Although the team calls their find a temple, it may not have been a strictly religious building, in the way we use the word today.
So far, the team has found nine distinct layers in which the inhabitants just built over their ancestors’ work. The oldest dates to the 12th and 11th centuries BC.
The temple likely dated from this time, “without doubt one of the most important discoveries of the project to date,” according to the group’s field report.
So far, the project has only proceeded to the late eighth or early seventh century BC, and the tablet they unearthed last year dates from 672 BC.
It’s hard for scientists to visualize what the people of Tell Tayinat must have been like.
They can’t even be sure when people started living here, says the dig’s director, University of Toronto professor Tim Harrison. The earliest known date at this point is the early Bronze Age, when clans and rough communities were starting to form cities and states.
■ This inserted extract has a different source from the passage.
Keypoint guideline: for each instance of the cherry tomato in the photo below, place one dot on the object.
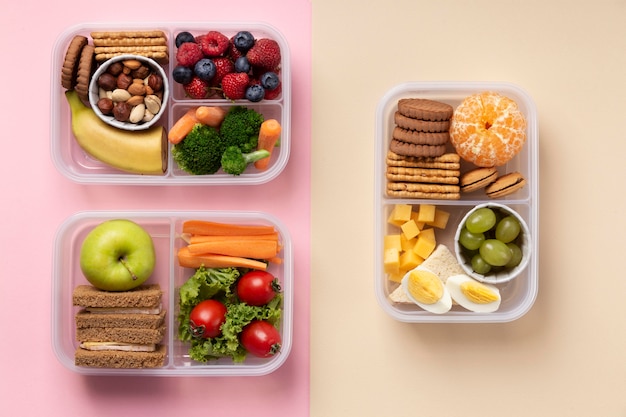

Clans fell away in favour of a political establishment led by kings. Harrison defines this sort of king as a ruler who can kill his own cousins and not upset the power structure — unlike in a clan, where murdering family members could turn everything upside down.
A central power in a burgeoning city would pool and redistribute food and other resources. Inequalities began to emerge, and so would a social hierarchy. People would specialize in their labour, with women looking after children, home and textiles, while men herded and worked the fields.
In the fourth or fifth millennium BC, another figure of power emerged: priests or cultic figures. They would conduct religious ceremonies and mediate disputes but, most importantly, they represented a voice to the gods.
“There was this magic, a liminal space (on the edge of visible reality), and priests stood at that gate and controlled access,” says Harrison.
For a thousand years at Tell Tayinat, people built temples upon temples, as gods fell or as communities were routed or moved on. “To me, it’s mind-blowing,” says Harrison.
People still believe today that the gods reside in a nearby mountain and that these gods have terrifying power.
What the first people here wore, what they ate, what they looked like, are all puzzles yet to be solved. More than 50 spindle whorls have been found, so clearly the people spun yarn and wove it into fabric. Soil samples indicate that seeds were being cultivated, presumably for cooking.
The team has found flutes and seen depictions of tambourines, so they know the inhabitants had music. Whether this was for worship or pleasure is not known.
All manner of clumsy figurines were discovered, which leads some to think that children made them, or maybe just inept adults.
Regardless of who made them, Harrison believes children likely played at the site, simply because it’s the nature of children to learn by playing.
He isn’t sure just when mankind decided to settle on the tell; his team hasn’t dug down that far yet.
Harrison shares Osborne’s fascination with the people who lived here.
“When I’m on the tell, I’m aware that everything has happened here, from childbirth to tragedy. Often we find fingerprints on pottery. I don’t know if they would admit it, but virtually everyone comes over to look.
"This is a tomb, a burial mound — a compression of human experience.”